Time to Burn is dedicated to Boz Scagg's son, Oscar. "My father and Boz went to school and played in a couple of bands together as well as share a lot of memories between each other," Andrews said. "My father and I thought it would be the right thing to do considering all that happened with Oscar. Death is a hard reality to comprehend."
A nice array of musical equipment lies in Andrews' arsenal. "My main axe is a 1960 Stratocaster, which is sitting in my lap as we speak," he said. "It is all original except for larger frets and a few other minor modifications. Five days ago I received a 1962 American Vintage Strat from Fender, which-in my limited time of playing-feels quite nice. I also have a 1979 re-issue Gibson Flying V. My effects are limited to an old Tube Driver and a Danelectro Dan-Echo. The Dan-Echo really sounds good. I would recommend it to anyone looking for that sweet 1960s era tape-echo.

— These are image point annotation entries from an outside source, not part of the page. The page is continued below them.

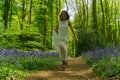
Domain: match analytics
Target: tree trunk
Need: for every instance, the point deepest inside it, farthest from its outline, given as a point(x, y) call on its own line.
point(95, 23)
point(30, 11)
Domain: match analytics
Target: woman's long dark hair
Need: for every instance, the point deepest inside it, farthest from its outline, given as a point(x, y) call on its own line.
point(66, 14)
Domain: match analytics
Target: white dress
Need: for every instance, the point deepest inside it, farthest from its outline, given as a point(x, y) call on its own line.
point(60, 40)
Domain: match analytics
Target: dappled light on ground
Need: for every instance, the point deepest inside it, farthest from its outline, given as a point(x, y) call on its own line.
point(77, 69)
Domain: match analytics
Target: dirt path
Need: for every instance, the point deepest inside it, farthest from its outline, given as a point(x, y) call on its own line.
point(77, 69)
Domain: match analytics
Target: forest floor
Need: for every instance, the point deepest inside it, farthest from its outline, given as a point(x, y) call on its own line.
point(77, 69)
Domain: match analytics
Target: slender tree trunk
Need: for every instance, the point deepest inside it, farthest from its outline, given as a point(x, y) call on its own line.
point(6, 13)
point(23, 14)
point(10, 13)
point(31, 2)
point(95, 22)
point(103, 23)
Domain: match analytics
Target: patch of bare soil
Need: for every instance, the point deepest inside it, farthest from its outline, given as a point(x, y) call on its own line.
point(77, 69)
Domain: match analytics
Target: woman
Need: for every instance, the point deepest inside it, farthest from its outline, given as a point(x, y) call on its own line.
point(60, 36)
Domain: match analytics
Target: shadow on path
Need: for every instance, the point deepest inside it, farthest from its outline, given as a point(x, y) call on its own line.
point(77, 69)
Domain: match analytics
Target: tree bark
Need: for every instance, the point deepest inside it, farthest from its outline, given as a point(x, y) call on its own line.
point(6, 13)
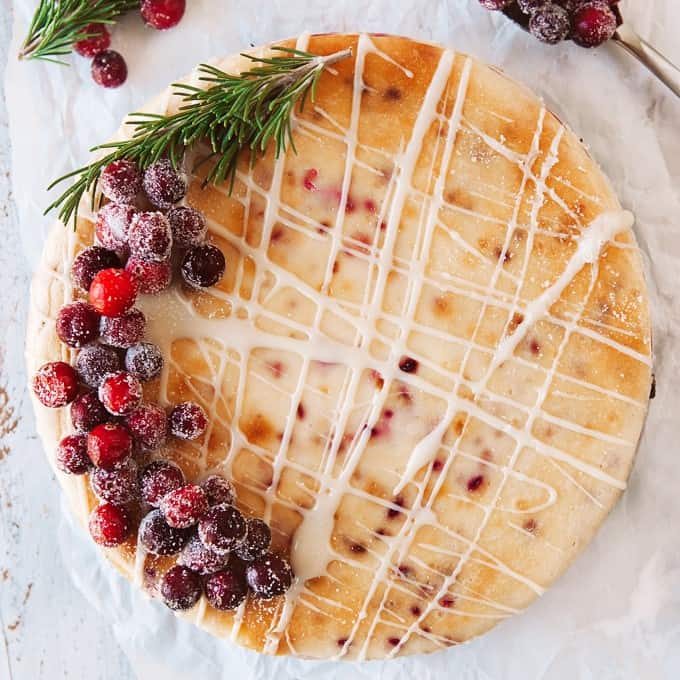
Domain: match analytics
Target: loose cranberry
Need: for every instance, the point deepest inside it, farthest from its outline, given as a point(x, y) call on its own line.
point(162, 14)
point(108, 445)
point(183, 507)
point(203, 266)
point(113, 292)
point(77, 324)
point(95, 362)
point(158, 479)
point(269, 575)
point(97, 39)
point(188, 420)
point(163, 185)
point(148, 425)
point(109, 525)
point(144, 360)
point(89, 262)
point(55, 384)
point(181, 588)
point(109, 69)
point(72, 455)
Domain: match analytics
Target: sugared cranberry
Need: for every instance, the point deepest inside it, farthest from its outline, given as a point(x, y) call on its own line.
point(55, 384)
point(109, 69)
point(158, 537)
point(109, 525)
point(269, 575)
point(226, 589)
point(96, 361)
point(180, 588)
point(188, 226)
point(163, 185)
point(118, 485)
point(87, 412)
point(183, 507)
point(158, 479)
point(89, 262)
point(124, 330)
point(203, 266)
point(257, 541)
point(77, 324)
point(188, 420)
point(97, 38)
point(144, 360)
point(222, 528)
point(151, 277)
point(162, 14)
point(72, 455)
point(148, 425)
point(108, 445)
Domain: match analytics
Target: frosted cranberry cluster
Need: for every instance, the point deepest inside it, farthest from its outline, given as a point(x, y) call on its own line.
point(221, 553)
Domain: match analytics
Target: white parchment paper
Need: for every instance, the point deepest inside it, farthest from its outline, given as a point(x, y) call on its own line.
point(616, 613)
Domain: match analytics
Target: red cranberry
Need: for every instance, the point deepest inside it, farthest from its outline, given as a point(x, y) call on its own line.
point(77, 324)
point(183, 507)
point(163, 185)
point(108, 445)
point(72, 455)
point(55, 384)
point(144, 360)
point(125, 330)
point(158, 479)
point(113, 292)
point(121, 181)
point(96, 361)
point(203, 266)
point(188, 420)
point(181, 588)
point(162, 14)
point(109, 69)
point(109, 525)
point(148, 425)
point(269, 575)
point(97, 38)
point(89, 262)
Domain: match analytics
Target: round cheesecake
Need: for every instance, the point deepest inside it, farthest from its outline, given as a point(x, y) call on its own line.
point(427, 366)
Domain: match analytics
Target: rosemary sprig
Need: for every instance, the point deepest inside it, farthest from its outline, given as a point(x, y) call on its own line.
point(57, 24)
point(235, 113)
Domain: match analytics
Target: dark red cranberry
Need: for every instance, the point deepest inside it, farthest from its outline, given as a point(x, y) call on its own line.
point(257, 541)
point(188, 420)
point(144, 360)
point(163, 185)
point(77, 324)
point(118, 485)
point(181, 588)
point(183, 507)
point(222, 528)
point(159, 538)
point(108, 445)
point(72, 455)
point(162, 14)
point(188, 226)
point(109, 525)
point(158, 479)
point(148, 425)
point(203, 266)
point(95, 362)
point(89, 262)
point(269, 575)
point(109, 69)
point(55, 384)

"Lately, I have been playing backline; so mostly through Marshall amps and heads provided at the shows-100-watt super lead and a PA head played through old Marshall cabinets. And I use GHS Nickel Rockers gauge .11-.52, which I personally change before every show. At home I have a sweet sounding 1957 tweed Fender Princeton as well as a 1958 tweed Fender Tremolux. Ed Reynolds fixes my guitars and Bill Ussery my amps, both live in Austin."
Andrews' future looks as bright as the color of autumn leaves. "I think we are going to be doing a lot of recording and a lot of evolving," he said. "We will start work on the second project by hopefully the end of the year. It will have been a good amount of time between the first and second album, because it took awhile to get this project off the ground. The majority of Time to Burn was recorded in April of 1998, and it went through some changes. We went back in the studio in November of 1998 and cut a couple of new tracks to add to the album. But you know, bottom line, we just want to have fun with this. It is supposed to be fun. If we are not having fun, it is not something we want to be doing. The whole time that has been the focus, you know, over all these years. It was just a matter of making it a reality. I owe so much to Austin and the musicians there. I'm who I'm because of them and the love my parents have for music. I'm forever grateful."